Monday, June 20, 2011

A Very Beautiful Loglines

Last week, a friend of mine wrote a post about screenwriting. This is not unusual, since this person is herself an aspiring screenwriter, but the topic of this particular post was particularly focused on something I think gets mostly forgotten by people who hope to one day prove to the world that their writing is worth something. Or anything....anything at all.
"A logline, or a one-liner, is something that big muckety-mucks in the film world use as a cheat sheet to the big question on any film goers mind: what is this about? It is a couple of quick and to the point sentences answering just that question." 
The first thing any screenwriting hopeful should understand is that no one, no one wants to hear your half-hour, rambling summary of whatever you're working on. Not even your mother, though she might pretend to, bless her.

Here's an example: Weighted is about a boy who can fly and his sister, who can't.

There can be more, of course. It depends on how much of the story you want to reveal in its logline. There are augmented versions of the above example that get into more of what happens, and why, and even how the whole thing resolves, but the kernel of the story is right there in that one sentence. That really is what Weighted is about. So whenever anyone asks me, I have a really short, simple answer for them. And guess what, that's all they really want to know anyway.
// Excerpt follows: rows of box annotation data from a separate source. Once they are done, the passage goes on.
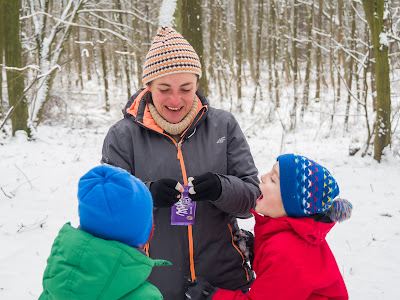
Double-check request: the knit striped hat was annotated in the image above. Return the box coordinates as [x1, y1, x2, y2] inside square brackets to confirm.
[277, 154, 353, 222]
[142, 26, 201, 84]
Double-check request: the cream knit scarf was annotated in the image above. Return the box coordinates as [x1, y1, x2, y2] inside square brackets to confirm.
[148, 97, 199, 135]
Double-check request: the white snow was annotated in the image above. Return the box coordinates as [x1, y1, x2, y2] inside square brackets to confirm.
[0, 79, 400, 300]
[158, 0, 177, 27]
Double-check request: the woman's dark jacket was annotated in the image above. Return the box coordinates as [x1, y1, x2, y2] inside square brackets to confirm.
[102, 90, 260, 300]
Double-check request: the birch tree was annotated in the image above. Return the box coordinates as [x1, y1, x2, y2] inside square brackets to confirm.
[362, 0, 391, 162]
[3, 0, 31, 135]
[25, 0, 87, 127]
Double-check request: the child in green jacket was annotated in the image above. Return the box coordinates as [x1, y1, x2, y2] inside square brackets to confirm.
[39, 165, 171, 300]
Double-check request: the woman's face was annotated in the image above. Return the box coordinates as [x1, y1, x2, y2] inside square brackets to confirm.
[147, 73, 199, 123]
[255, 162, 287, 218]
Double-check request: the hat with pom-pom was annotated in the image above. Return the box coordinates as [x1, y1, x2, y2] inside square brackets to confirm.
[142, 26, 202, 84]
[277, 154, 353, 222]
[78, 165, 153, 248]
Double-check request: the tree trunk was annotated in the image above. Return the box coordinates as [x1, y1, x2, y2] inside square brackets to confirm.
[344, 4, 356, 131]
[290, 0, 299, 129]
[0, 0, 5, 119]
[251, 0, 264, 113]
[362, 0, 391, 162]
[235, 0, 243, 112]
[315, 0, 322, 102]
[179, 0, 209, 95]
[29, 0, 85, 127]
[301, 1, 318, 118]
[4, 0, 31, 136]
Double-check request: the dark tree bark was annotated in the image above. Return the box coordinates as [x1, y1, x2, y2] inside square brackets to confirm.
[362, 0, 391, 162]
[4, 0, 30, 135]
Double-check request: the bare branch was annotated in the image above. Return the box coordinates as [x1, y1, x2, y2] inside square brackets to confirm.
[78, 9, 156, 25]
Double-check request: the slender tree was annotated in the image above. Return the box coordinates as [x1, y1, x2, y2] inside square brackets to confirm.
[235, 0, 243, 112]
[0, 0, 5, 119]
[362, 0, 391, 162]
[179, 0, 208, 95]
[4, 0, 31, 135]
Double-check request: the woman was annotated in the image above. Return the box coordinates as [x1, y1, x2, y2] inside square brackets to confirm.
[102, 27, 260, 300]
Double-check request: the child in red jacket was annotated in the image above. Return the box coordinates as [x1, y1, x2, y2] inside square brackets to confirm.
[186, 154, 352, 300]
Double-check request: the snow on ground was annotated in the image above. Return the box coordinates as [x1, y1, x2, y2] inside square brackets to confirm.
[0, 83, 400, 300]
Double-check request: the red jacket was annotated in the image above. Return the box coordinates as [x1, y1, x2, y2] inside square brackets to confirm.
[212, 211, 348, 300]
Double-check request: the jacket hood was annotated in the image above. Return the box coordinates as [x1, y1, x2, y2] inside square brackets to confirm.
[41, 223, 170, 299]
[251, 210, 335, 245]
[122, 88, 209, 133]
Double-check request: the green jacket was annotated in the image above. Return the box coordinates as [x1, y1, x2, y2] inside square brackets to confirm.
[39, 223, 171, 300]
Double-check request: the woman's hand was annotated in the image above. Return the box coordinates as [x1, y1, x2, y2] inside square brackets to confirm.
[189, 172, 222, 201]
[185, 277, 218, 300]
[150, 178, 183, 207]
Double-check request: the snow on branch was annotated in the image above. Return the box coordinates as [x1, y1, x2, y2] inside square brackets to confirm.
[0, 64, 40, 71]
[20, 11, 129, 42]
[78, 9, 155, 25]
[158, 0, 177, 27]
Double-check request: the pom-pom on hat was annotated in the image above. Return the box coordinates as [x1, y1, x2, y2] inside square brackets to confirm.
[142, 26, 201, 84]
[78, 165, 153, 248]
[277, 154, 353, 222]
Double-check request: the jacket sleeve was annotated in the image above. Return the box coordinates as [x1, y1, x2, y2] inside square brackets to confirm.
[214, 116, 261, 218]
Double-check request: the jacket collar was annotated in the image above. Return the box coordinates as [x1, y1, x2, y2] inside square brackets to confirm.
[122, 88, 209, 137]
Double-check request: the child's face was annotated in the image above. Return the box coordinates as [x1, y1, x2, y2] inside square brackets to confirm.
[255, 162, 287, 218]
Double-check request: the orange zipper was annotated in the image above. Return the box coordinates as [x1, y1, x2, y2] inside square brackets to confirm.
[177, 140, 196, 281]
[228, 223, 250, 281]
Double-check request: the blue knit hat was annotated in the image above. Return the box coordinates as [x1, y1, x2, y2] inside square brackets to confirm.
[78, 165, 153, 248]
[277, 154, 353, 222]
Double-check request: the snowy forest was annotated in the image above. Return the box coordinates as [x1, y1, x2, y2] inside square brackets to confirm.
[0, 0, 400, 300]
[0, 0, 400, 161]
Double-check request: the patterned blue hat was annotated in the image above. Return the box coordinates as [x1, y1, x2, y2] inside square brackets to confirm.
[78, 165, 153, 248]
[277, 154, 352, 222]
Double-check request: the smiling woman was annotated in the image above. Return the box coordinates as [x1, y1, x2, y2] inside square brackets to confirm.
[102, 27, 260, 300]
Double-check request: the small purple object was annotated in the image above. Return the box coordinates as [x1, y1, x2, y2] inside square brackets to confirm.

But my friend goes on to point out another, less-obvious purpose for these little buggers.
"And the reason that I have to be good at them, besides simply selling one, is that it doesn't serve you as a writer to keep endlessly writing a screenplay or novel about something that you're not quite sure about. The story starts to take some interesting detours in and out of genre and theme and SENSE when you don't know precisely what is supposed to happen."
In other words, you better know what your story is about, in the simplest possible terms, or it'll never be good, even if you manage to miraculously finish it.